American Centric Prevention

May 2013

In the last two blogs I wrote about “American-Centric” I talked about being aware of our tendency to see the world only through our culture and how we can counter that by opening the doors to new experiences, cultures, and opinions.

Mission trips internationally can be tricky at times, trying to figure out what is appropriate. So here are a few questions that I think are essential for you to ask yourself before planning a trip or project overseas, to make sure your not being American-centric!

  1. Who initiated the project? Often, who initiated the project is the greatest predictor of how successful it will be. Why? Because people on the ground have the most accurate understanding of the real needs in a community. To often, people come in with ideas and projects that just will not work (or are impossible or inappropriate to the culture). Who is the avenue? This will also determine the success and effectiveness of the mission. Who will be doing it? Is it in the community? Most importantly, does it involve people from within the local church and community? If not, it probably will not have the support or backing to continue after you leave.
  2. What is appropriate culturally? I heard of a project recently that wanted to build a house for a Pastor, which is a great idea. However, they build the bathroom inside the house. And in this specific culture, bathrooms should never be in the house. The bathroom was never used. Or you may be in an area where there are limits on what men and womena can and cant do.
  3. 3.  When are you doing it? Timing is everything. Is it a good time to do the project? If people are not ready to do it, and have not shown passion and initiative to be apart of it, its not time yet.
  4. Where will the project be in ten years? this will force you to evaluate the goals and success of the project or mission.

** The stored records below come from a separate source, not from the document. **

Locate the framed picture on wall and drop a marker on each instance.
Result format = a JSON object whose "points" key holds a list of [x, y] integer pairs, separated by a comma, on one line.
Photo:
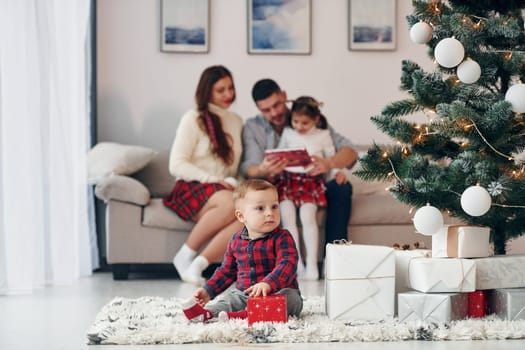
{"points": [[372, 24], [279, 27], [185, 25]]}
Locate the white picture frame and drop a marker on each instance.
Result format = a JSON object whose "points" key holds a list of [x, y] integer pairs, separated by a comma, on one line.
{"points": [[185, 26]]}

You are not just done when you leave, there are left behind effects of what you do. Obviously a lot is unknown, but try to think what the implications of the project are. Were will this mission or project be in ten years? Thinking long-term is the best way to stay focused on what’s important and make the projects sustainable. To what end result is it leading to? Not only do you need to know the goal, but what will the project lead to in 10 years? Many people don’t think about the long-term effects of a project. Is it sustainable?
  5. Why are you doing it? What are your intentions? Are you trying to make yourselves better known or feel more accomplished? Or are you humbly wanting to serve people who need to know Gods love? Is it to share Gods love, or to get put on a resume? is the Gospel? Are you demonstrating the gospel in your action? What I mean is are you demonstrating your own brokenness and pointing people to Christ. Or are you demonstrating your power and wealth and pointing to yourself?
  6. How will you implement? Through the church, your team, local volunteers? Who will be doing the project? If its only your team, maybe you should re-consider involving locals. Chances are, they will take a lot more ownership in the project long-term.

The point of this is to share Christ to the fullest, not diluting our message with our own biases and cultural values. In 1 Corinthians 2, Paul said, “When I came to you, brothers, I did not come with eloquence or superior wisdom as I proclaimed to you the testimony about God. For I resolved to know nothing while I was with you except Jesus Christ and him crucified…so that your faith might not rest on men’s wisdom but on Gods power. “

At the end of the day, we must take the message of Christ to the nations. Nothing more, nothing less.